5 Different Strategies to Reduce Risk When Investing

Investments help to maintain the value of your savings. Keeping all your finances in a bank account might be the safer option, but ultimately it means that you lose money, as inflation takes its toll on the economy. As such, everybody should try their hand at investing. It does not have to be on a large scale, either. Whatever you feel comfortable with or confident in works best. The nature of investments does mean, however, that they are fraught with risk. There is never any guarantee that you will see results for your financial gamble (though we all like to think we are the lucky kind of person who strikes gold). But saying this, there are certain techniques that stakeholders employ to reduce the risk of losing money when investing. If you are just starting to dip your toes into investments and want to learn more about the tricks of the trade, then this is the article for you. Here are X different strategies that can help you to reduce risk when investing.

1.) Small-Stakes Experimentation

This is a tip for beginners. To reduce risk, you need to gain first-hand experience of the stock market. You can do all the reading in the world and still only gain a theoretical understanding. To have a realistic grasp of investing, you need to actually venture into the world and do it. That’s why we suggest experimenting first, rather than diving straight in. Making a couple of low-stakes investments means that you can learn more about the marketplace without it having a detrimental impact on your wallet. Having this first-hand experience before getting into serious investments is a huge benefit, helping you to make more calculated decisions, thereby reducing risk.

2.) Learn About Investment Theory

Investment theory is the body of knowledge that stakeholders use to mitigate risk when investing. It is certainly worth doing the reading yourself. Though experience is essential, having solid evidence to back up your investment-related decisions should make a big difference, too. There are plenty of academic books that you can pick up and thousands of consultants who you can discuss things with. Experienced stakeholders also tend to share their advice online, which is immensely helpful for beginners. For example, you could learn more about what a 3 Fund Portfolio is or discover how to effectively allocate your assets. Learning the tricks of the trade through investment theory will most definitely help you to avoid making mistakes.
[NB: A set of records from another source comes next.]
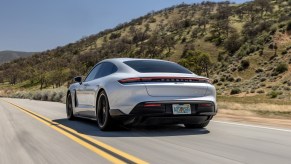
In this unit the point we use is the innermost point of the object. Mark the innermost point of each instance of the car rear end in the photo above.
(164, 98)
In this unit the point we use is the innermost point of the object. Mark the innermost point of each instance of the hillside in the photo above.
(244, 48)
(7, 56)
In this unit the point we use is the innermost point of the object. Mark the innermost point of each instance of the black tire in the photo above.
(197, 126)
(69, 108)
(104, 120)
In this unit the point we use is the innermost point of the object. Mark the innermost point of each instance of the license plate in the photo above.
(181, 108)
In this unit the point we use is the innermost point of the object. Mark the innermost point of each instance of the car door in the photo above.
(83, 92)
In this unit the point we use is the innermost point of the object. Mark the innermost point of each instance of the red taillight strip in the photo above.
(152, 105)
(205, 105)
(164, 79)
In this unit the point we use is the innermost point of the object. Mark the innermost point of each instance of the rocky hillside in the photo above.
(244, 48)
(7, 56)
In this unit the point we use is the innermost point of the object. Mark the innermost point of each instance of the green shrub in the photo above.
(288, 28)
(284, 52)
(260, 91)
(235, 91)
(245, 64)
(273, 94)
(282, 67)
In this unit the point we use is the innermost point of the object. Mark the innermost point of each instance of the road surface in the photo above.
(38, 132)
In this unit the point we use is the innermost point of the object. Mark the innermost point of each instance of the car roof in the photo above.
(128, 59)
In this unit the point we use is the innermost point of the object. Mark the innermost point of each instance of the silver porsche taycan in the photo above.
(142, 91)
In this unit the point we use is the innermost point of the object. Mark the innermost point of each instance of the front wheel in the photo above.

3.) Conduct Market Research

By now, you should know about investment theory and have a handful of experience. Now, let’s discuss some serious business. If you want to become a proper investor who does not rely on investment service providers, then you need to embark on your own independent ventures. You might be thinking about investing in a tech start-up or private healthcare provider. Whatever it might be, you need to conduct some thorough market research. This will really help you to avoid making any mistakes or uninformed decisions. Businesses want investors and so they will sell their product or service in the very most appealing light. It is your job to uncover the real picture. As such, it is crucial to conduct market research. Investigate whether there is genuinely a gap in the market for this product. Look up competitors and see if they have the same ‘unique’ selling point. You should also study how things are looking for the specific industry you are thinking about investing in. Do experts predict there will be a decline or rise in demand? For example, the luxury goods industry is currently suffering as a result of the coronavirus pandemic. Meanwhile, healthcare and artificial intelligence are prospering. As a rule of thumb, it is best to invest in emerging industries – ones that have the power to change the world but are still on the rise, allowing you to buy in for a smaller share price. Of course, it can be difficult to anticipate what industries are promising, hence the need for market research. With this knowledge backing you up, you are much less likely to take a misstep with your investments.
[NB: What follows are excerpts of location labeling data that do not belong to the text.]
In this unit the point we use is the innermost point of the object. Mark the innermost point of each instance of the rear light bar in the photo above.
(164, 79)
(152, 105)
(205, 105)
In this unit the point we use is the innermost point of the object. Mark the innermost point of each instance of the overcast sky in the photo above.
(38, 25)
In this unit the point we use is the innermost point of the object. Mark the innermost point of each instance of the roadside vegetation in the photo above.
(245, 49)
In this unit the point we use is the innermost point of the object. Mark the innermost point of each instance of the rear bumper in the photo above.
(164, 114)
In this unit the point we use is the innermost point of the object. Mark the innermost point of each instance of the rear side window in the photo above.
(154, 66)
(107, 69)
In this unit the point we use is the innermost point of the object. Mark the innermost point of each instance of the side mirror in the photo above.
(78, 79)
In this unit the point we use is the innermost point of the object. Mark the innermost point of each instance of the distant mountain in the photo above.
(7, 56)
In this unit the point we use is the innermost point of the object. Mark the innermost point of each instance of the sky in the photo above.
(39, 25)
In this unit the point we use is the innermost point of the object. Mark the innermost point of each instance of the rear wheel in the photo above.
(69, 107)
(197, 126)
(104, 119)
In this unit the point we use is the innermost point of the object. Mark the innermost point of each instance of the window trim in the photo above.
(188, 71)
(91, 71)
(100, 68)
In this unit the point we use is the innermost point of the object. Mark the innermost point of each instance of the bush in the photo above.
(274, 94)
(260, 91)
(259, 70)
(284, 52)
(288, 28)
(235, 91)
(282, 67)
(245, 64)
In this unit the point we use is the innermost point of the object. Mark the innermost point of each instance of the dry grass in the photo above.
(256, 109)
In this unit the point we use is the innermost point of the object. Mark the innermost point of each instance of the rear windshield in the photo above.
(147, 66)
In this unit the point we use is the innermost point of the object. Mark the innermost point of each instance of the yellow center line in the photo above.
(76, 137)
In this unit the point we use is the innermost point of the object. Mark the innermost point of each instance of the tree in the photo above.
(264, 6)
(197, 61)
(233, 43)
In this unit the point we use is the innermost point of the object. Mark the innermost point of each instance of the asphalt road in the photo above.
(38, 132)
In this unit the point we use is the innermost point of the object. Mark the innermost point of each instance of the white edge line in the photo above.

4.) Portfolio Diversification

Whenever you look up ‘risk management in investments’, you are bound to come across the phrase portfolio diversification. But what exactly is that? Why is it so important? Well, your investment portfolio essentially encompasses all of your financial assets; stocks, shares, properties, bonds. All successful stakeholders have a diverse portfolio, which means they have bought into a wide variety of businesses. If one of your investments has a poor performance, then your other investments can help to offset any loss in profit. Meanwhile, your finances generally stay in line with inflation. Portfolio diversification is incredibly important to risk management – especially for people who are less interested in making money, and more interested in maintaining the value of their assets.

5.) Asset Allocation

Portfolio diversification and asset allocation might sound like the same thing, but there is a difference between the two. While portfolio diversification is about investing in multiple industries, asset allocation is about expanding upon your current assets. For example, if all your assets are in shares, then you could do with investing in a property or some stocks. Financial assets all have different advantages and disadvantages. For example, stocks are incredibly high risk, but can also yield incredibly high rewards. Meanwhile, you can receive fixed investment returns from bonds, making them a safe option. However, bonds can be difficult to liquify, and they can be subject to interest rate risk. By having assets across the board, you can offset the disadvantages of each. As a result, you can mitigate the risk of suffering a big financial loss from your investments. Once again, make sure to research and learn about every type of asset in-depth before investing in anything.

These are some of the best strategies to reduce risk when investing as a beginner. Though nothing can be guaranteed with investments, these techniques should help you make a better-informed decision.